St Francis and Chivalry


Here is an offering from Liturgy Training Publications that may interest a good many folk with a hankering for the renewal of Catholic culture: Gospel Chivalry: Franciscan Romanticism, by Mark of Whitstable (pen name of Father Mark Elvins, a Capuchin friar).
[ht: Mary Victrix]

Synopsis: How St. Francis of Assisi transformed the medieval code of chivalry into the religious Rule for his new order.
At the time of St Francis, Europe was riven with almost constant feuding between local war lords, and the knight, with his horse and armour, played an important role in society both on and off the battlefield. In an attempt to control the behaviour of these knights and to limit the scandal of Christian people fighting one another, the Church encouraged and elaborated the code of chivalry. The ceremony of appointing a new knight to armed service was solemnised by a prayer vigil and vows that enjoined the new knight to live by the ideals of honour and defence of the weak. This tied in well with the romantic ideal of the knight as portrayed by the troubadours. Similarly, the temptations to adultery inevitable in a household where the lord was often away on campaigns were at least partially mitigated by the notion of ‘courtly love’, in which the lady was seen as an idealised, but unobtainable object of desire.

Sadly the attempt to Christianise the warrior class was only partly successful. In many cases the vows were ignored, or interpreted in the light of social status at court. Indeed, the emergence of the military Orders can be seen as an acknowledgement that the code of chivalry alone was insufficient.

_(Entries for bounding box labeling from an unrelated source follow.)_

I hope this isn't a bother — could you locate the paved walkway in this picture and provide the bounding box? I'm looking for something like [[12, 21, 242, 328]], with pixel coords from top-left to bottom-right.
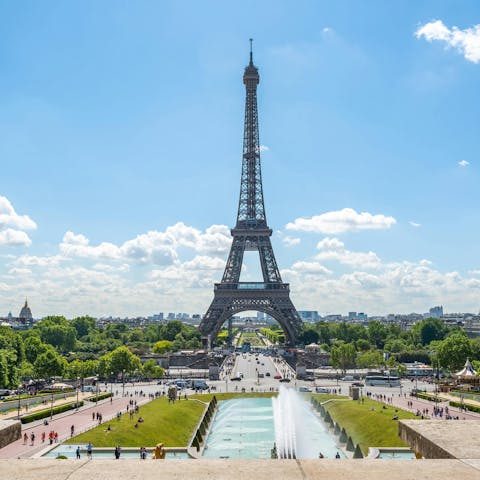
[[371, 394, 480, 420], [0, 386, 156, 459]]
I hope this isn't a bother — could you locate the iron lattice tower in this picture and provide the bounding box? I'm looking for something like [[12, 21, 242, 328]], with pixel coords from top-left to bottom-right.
[[199, 40, 302, 345]]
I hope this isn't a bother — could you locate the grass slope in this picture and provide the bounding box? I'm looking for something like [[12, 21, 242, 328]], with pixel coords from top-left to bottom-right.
[[319, 398, 418, 453], [67, 396, 204, 447]]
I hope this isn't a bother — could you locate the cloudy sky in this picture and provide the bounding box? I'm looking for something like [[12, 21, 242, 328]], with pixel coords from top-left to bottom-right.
[[0, 0, 480, 317]]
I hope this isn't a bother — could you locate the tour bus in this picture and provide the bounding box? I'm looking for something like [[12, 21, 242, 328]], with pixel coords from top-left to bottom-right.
[[365, 375, 400, 387]]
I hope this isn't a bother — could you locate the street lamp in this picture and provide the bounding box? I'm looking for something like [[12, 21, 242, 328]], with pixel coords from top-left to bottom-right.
[[50, 388, 53, 421], [17, 385, 22, 420], [75, 377, 80, 410], [95, 374, 98, 405]]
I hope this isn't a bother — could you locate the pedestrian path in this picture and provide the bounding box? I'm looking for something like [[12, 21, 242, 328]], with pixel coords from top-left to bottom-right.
[[0, 396, 151, 459]]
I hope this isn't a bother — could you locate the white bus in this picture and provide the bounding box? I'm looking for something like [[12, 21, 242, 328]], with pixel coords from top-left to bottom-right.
[[365, 375, 400, 387]]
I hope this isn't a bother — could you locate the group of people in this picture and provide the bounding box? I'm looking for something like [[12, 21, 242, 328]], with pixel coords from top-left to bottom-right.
[[23, 430, 58, 446], [92, 412, 103, 425]]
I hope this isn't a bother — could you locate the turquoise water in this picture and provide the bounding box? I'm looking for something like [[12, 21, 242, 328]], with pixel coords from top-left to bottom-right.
[[203, 398, 275, 458], [378, 450, 415, 460], [43, 444, 190, 460], [203, 398, 344, 459]]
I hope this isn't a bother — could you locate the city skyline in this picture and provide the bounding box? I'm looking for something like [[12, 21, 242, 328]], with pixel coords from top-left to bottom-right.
[[0, 1, 480, 317]]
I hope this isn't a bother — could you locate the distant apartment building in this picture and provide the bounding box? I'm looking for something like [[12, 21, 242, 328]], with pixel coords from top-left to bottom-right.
[[463, 315, 480, 338], [427, 305, 443, 318], [298, 310, 320, 323]]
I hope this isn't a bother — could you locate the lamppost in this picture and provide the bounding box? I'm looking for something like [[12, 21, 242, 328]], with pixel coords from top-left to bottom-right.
[[95, 374, 98, 405], [17, 385, 22, 420], [75, 377, 80, 411], [50, 389, 53, 420]]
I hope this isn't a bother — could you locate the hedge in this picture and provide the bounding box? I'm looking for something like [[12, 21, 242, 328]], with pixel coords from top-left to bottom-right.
[[20, 401, 83, 423], [448, 400, 480, 413], [85, 392, 112, 402]]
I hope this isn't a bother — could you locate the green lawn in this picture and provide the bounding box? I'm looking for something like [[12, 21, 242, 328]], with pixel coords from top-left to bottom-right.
[[319, 398, 418, 453], [67, 396, 208, 447]]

As the son of a wealthy merchant, the young Francis was rich enough to aspire to join the knightly class. Whilst his family hoped for upward social mobility, Francis was attracted by the romantic ideal of the ballads. However. the stark reality of warfare and its effect on those who took part quickly disillusioned him. Francis set about reinventing the code of chivalry, taking its high ideals of largesse, joyfulness, courtesy and courage, and showing how they could be lived out as a religious way of life.

Each chapter of the fascinating study shows how St. Francis adapted a different element of the knightly life to the life of his Friars. It shows how his teachings and words are infused with the romance of the troubadours, but how in his hands the worldly ambitions of the age are replaced with the eternal values of the Gospels.

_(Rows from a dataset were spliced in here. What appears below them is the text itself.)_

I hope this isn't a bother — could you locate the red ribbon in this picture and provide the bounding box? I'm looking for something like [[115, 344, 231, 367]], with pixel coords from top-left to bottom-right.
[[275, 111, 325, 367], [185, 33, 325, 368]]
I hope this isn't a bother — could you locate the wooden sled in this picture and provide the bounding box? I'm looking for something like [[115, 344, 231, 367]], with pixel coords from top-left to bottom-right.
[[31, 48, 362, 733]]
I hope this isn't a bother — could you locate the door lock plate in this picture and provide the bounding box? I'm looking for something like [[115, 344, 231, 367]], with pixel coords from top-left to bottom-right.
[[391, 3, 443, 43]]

This is the perfect book for all devotees of St. Francis of Assisi. And all those who hanker after a lost ‘Arthurian’ age of courtesy and honour will be inspired to bring true romance back into the world by living according to the code of Gospel chivalry.
Here is how LTP summarizes the book:

Born in 1181, into the medieval world where the knightly code of chivalry held sway, St. Francis of Assisi at first harbored ambitions to become a knight. Experience, however, appears to have left him disillusioned with the military aspects of the code, but the ideals of chivalry remained as a formative influence on his life.

The code of chivalry was born out of the Church’s desire to mitigate the growing evil of endless blood-letting between rival feudal lords which had become a scandal to Christendom in the early Middle Ages. From the tenth century various Councils of the Church, and particularly that of Elne in 1027, had developed the elements that were to find formal expression in military custom, while the proclamation of the Crusades by Pope Urban II in 1095 had given the opportunity for a new kind of warfare with an ostensibly holy purpose—the protection of poor pilgrims and the recovery of the Holy Places of Jerusalem. While this noble project was to fail in many instances, one glorious exception is seen in the Order of Knight Hospitallers of St. John, whose care of the sick and the poor was to ensure in some measure the redemption of chivalry.

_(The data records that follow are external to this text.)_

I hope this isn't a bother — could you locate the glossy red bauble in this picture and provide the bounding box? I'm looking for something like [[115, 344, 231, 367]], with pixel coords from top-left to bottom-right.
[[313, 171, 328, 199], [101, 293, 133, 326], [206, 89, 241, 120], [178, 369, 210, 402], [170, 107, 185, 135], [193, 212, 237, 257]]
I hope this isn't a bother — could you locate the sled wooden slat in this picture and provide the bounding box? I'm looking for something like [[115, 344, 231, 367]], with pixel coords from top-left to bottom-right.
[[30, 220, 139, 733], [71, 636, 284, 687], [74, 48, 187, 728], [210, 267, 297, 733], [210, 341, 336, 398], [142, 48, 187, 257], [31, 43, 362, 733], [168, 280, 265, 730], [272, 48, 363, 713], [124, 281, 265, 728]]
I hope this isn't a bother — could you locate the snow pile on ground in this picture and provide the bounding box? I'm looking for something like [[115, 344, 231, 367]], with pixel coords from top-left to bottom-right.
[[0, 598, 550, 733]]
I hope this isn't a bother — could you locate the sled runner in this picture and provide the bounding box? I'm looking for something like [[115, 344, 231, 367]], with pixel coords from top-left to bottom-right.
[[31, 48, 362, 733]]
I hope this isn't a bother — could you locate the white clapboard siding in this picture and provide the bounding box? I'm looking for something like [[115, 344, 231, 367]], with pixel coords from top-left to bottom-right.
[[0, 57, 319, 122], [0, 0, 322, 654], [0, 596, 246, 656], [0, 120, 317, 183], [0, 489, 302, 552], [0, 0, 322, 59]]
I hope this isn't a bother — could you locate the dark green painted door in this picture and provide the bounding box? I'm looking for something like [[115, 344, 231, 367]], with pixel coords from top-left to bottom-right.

At its zenith, in the high Middle Ages, chivalry embodied the concept of the ideal life of a knight. However, this was an ideal rarely met, and the chivalric code promoting valor, courtesy, generosity and defense of the weak, was often sadly neglected. St. Francis consciously set out to redeem chivalry, or, at least, to transform its significance, using its language in a new and revolutionary way for the Gospel life he had chosen.

Published by Gracewing, UK. European customers wishing to purchase this title should contact Gracewing directly at www.gracewing.co.uk.

2 comments:

David Nybakke said...

Interesting find dear Ath. I assume you do not have the book. You can find out a bit more on the book at Google Book Search. I am finding that this book is hard to find - out of stock which leaves me to wonder about it.

Athos said...

The same may be said soon of The Dionysus Mandate. I found a used copy at Amazon UK - it sounded like an English publisher to me - but book buying funds are short presently.

Astonishing to me, at least, is the way extremely important books will become nearly impossible to find and purchase, like Claire Asquith's extremely important Shadowplay - The Hidden Beliefs And Coded Politics of William Shakespeare.

It's all about large enough markets to keep a book "out there" for publishers to turn a buck - or pound - I suppose. Alas.